This is a collage of the Spyderco Resilience C142GP, and features photos and description of this knife.
- Overall: 93/8 in (23.8 cm)
- Weight: 5.4 oz (154 g)
- Blade Length: 41/4 in (10.8 cm)
- Thickness: 3 mm
- Hole Diameter: 13 mm
- Material: 8Cr13MoV stainless steel
- Finish: Satin
- Grind: Full-Flat
- Style: Modified Drop Point
- Edge: Plain
- Material: Black G-10
- Handle Length: 51/4 in (13.3 cm)
I was introduced to a line of Spyderco folding knives in the early 90s through the advertisements by this manufacturer in knife magazines then. I believe these knives were the Delica and Endura series – two of Spyderco’s best sellers even today.
Spydercos, as I remember, was touted as the choice of law enforcement officers, and the partial serrated edge on many of their knives were useful for cutting through seat-belt material in times of emergencies.
Honestly, I was never fond of the odd leaf-shaped designs of Spyderco’s line of knives, and thought the bulbous spines a little too much for my taste. It is one you either love or hate, and for the most part of my life, I found it hard to love.
When I came across the Spyderco Resilience recently (more than 20 years since my first encounter with a Spyderco), I actually found the knife to be quite well designed and built.
I have also read many great things about Spyderco over the years, and thought that it was high time I gave them a try.
The Spyderco Resilience value folder series also had a price tag which did not make it too expensive as a first folder under this brand. They retail for US$80, and one can find this model at a good discount at various online sources.
With a blade length of 4.25 inches, the Spyderco Resilience is the longest model of the four released by Spyderco under their value folder series. The other three, also named after admirable human traits, are the Tenacious, Persistence and Ambitious at blade lengths of 3.375-in, 2.75-in and 2.25-in respectively.
Having been accustomed to blade lengths of 4 inches these days (my Cold Steel Hold Out II comes to mind!), I find the Resilience’s longer blade most desirable of the four in the series.
I was initially hoping to get a partial serrated edge because of what Spyderco were famous for in the earlier days, but this was not offered for the Resilience. At least, I couldn’t find one.

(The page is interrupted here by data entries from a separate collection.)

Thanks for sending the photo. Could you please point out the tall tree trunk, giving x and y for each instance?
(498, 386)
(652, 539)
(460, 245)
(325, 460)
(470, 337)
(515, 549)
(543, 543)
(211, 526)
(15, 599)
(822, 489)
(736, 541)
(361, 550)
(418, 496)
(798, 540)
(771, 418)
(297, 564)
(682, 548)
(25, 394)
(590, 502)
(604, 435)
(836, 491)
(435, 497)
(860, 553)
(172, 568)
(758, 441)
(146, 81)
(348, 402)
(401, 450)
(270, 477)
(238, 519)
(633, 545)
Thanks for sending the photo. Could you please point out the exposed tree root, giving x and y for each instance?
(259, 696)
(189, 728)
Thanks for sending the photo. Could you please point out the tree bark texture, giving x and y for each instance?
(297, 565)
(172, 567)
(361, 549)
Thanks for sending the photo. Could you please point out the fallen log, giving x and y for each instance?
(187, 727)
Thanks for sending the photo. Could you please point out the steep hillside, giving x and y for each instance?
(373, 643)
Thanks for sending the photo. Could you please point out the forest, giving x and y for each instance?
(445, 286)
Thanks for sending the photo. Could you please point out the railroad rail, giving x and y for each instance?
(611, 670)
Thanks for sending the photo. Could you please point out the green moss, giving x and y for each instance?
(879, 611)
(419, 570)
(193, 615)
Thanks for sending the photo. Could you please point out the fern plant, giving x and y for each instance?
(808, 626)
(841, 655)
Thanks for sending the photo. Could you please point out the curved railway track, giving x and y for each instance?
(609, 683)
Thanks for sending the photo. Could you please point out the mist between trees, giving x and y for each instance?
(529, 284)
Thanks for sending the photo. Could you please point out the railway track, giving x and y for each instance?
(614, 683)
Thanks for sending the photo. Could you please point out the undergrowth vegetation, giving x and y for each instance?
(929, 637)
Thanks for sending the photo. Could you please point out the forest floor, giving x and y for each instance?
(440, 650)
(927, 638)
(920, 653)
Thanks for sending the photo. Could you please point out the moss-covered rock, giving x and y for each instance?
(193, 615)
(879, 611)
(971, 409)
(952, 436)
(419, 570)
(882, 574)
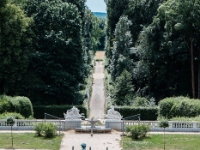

The Tenacious however does come in both plain and combination edge options. In this purchase, I was more interested in a longer blade than the edge type and hence, went with the Resilience.
The Spyderco Resilience carries a full-flat ground 8Cr13MoV stainless steel blade, with plain cutting edge from tip to handle.
After having carried my Cold Steel Hold Out II, I find full-flat ground blades to be more desirable. No technical reasons for this, just that full-flats look more serious over their hollow-grind counterparts, though both have their own merits.
This though, is not my criteria of knife choice. I happen to carry other grinds quite often.
The handle is made of black G-10 with skeletonised steel liners within, equipped with a Michael Walker LinerLock.
While its outward appearance may seem normal or even mundane, the pivot is treated with phosphor bronze washers and bushings, making blade open a smooth and effortless affair.
The hole diameter is a modest 13 mm, which is comfortable for the thumb during blade open. With screw holes at the right places, the pocket clip may be mounted blade tip up or tip down for right-hand or left-hand – a total of four configurations.
Dual thumb studs on the blade make the Resilience an ambidextrous knife.
The Spyderco Resilience has definitely made a good first impression, and certainly deserves its place in my line-up as a worthy EDC.
At over 4 inches long of steel, it is not the choice for most people, let alone within the confines of the law, but Spyderco do make a number of other shorter and smaller options for purchase.
Despite initial reactions and impressions about this make, this I suspect, will not be the last Spyderco in the collection.